Linear Regression and Temperature#
In this notebook, we’ll look at using linear regression to study changes in temperature.
Setup#
import pandas as pd
import numpy as np
import matplotlib
import matplotlib.pyplot as plt
import warnings
warnings.simplefilter(action='ignore', category=FutureWarning)
%config InlineBackend.figure_format ='retina'
Getting our data#
We’ll be getting data from North America Land Data Assimilation System (NLDAS), which provides the daily average temperature from 1979-2011 for the United States.
For the next step, you will need to choose some settings in the data request form. These are:
GroupBy: Month Day, Year
Your State
Export Results (check box)
Show Zero Values (check box)
Download the data for your home state (or state of your choosing) and upload it to M2 in your work directory.
Loading our data#
df = pd.read_csv('North America Land Data Assimilation System (NLDAS) Daily Air Temperatures and Heat Index (1979-2011).txt',delimiter='\t',skipfooter=14,engine='python')
df
Clean the data#
Drop any rows that have the value “Total” in the Notes column, then drop the Notes column
Make a column called Date that is in the pandas datetime format
Make columns for ‘Year’, ‘Month’, and ‘Day’ by splitting the column ‘Month Day, Year’
df['DateInt'] = df['Date'].astype(int)/10e10 # This will be used later
Generating a scatter plot#
Use df.plot.scatter to plot ‘Date’ vs ‘Avg Daily Max Air Temperature (F)’. You might want to add figsize=(50,5) as an argument to make it more clear what is happening.
Describe your plot.
Adding colors for our graph#
# No need to edit this unless you want to try different colors or a pattern other than colors by month
cmap = matplotlib.cm.get_cmap("nipy_spectral", len(df['Month'].unique())) # Builds a discrete color mapping using a built in matplotlib color map
c = []
for i in range(cmap.N): # Converts our discrete map into Hex Values
rgba = cmap(i)
c.append(matplotlib.colors.rgb2hex(rgba))
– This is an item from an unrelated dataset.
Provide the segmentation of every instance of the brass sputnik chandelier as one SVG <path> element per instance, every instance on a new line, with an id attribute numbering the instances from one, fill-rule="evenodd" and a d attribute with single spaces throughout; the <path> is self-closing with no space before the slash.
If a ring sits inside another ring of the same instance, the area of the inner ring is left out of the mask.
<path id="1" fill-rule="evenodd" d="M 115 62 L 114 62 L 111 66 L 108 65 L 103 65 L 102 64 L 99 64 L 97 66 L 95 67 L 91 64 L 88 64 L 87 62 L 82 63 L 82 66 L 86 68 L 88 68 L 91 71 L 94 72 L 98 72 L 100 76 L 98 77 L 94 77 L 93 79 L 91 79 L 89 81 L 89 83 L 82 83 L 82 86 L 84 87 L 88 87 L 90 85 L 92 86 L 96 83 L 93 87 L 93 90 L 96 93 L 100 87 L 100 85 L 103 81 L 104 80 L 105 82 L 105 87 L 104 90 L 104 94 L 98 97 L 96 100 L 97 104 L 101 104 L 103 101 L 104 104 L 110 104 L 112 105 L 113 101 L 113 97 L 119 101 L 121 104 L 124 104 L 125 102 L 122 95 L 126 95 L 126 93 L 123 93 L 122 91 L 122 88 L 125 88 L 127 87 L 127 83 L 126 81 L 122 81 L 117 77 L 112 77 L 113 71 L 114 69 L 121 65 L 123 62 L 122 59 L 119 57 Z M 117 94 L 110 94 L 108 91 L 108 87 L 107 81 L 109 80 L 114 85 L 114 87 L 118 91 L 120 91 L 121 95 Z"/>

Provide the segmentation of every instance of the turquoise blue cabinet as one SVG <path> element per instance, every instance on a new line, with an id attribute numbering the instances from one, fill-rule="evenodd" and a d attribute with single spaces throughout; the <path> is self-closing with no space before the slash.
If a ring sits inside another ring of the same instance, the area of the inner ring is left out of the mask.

df['color']=[c[int(i-1)] for i in df['Month'].astype(int)] # Adds a column to our dataframe with the color we want for each row
Make the same plot as 4) but add color by adding the argument c=df[‘color’] to our plotting command.
Pick a subset of the data#
Select a 6 month period from the data. # Hint use logic and pd.datetime(YYYY, MM, DD)
Plot the subset using the the same code you used in 6). You can change the figsize if needed.
Linear Regression#
We are going to use a very simple linear regression model. You may implement a more complex model if you wish.
The method described here is called the least squares method and is defined as:
\(m = \frac{\sum_{i=1}^{n}(x_i-\bar{x})(y_i-\bar{y}))}{\sum_{i=1}^{n}(x_i-\bar{x})^2}\)
\(b = \bar{y} - m\bar{x}\)
Where \(\bar{x}\) and \(\bar{y}\) are the average value of \(x\) and \(y\) respectively.
First we need to define our X and Y values.
X=subset['DateInt'].values
Y=subset['Avg Daily Max Air Temperature (F)'].values
def lin_reg(x,y):
# Calculate the average x and y
x_avg = np.mean(x)
y_avg = np.mean(y)
num = 0
den = 0
for i in range(len(x)): # This represents our sums
num = num + (x[i] - x_avg)*(y[i] - y_avg) # Our numerator
den = den + (x[i] - x_avg)**2 # Our denominator
# Calculate slope
m = num / den
# Calculate intercept
b = y_avg - m*x_avg
print (m, b)
# Calculate our predicted y values
y_pred = m*x + b
return y_pred
Y_pred = lin_reg(X,Y)
subset.plot.scatter(x='Date', y='Avg Daily Max Air Temperature (F)',c=subset['color'])
plt.plot([min(subset['Date'].values), max(subset['Date'].values)], [min(Y_pred), max(Y_pred)], color='red') # best fit line
plt.show()
What are the slope and intercept of your best fit line?
What are the minimum and maximum Y values of your best fit line? Is your slope positive or negative?
Putting it all together#
Generate a best fit line for the full data set and plot the line over top of the data.
Is the slope positive or negative? What do you think that means?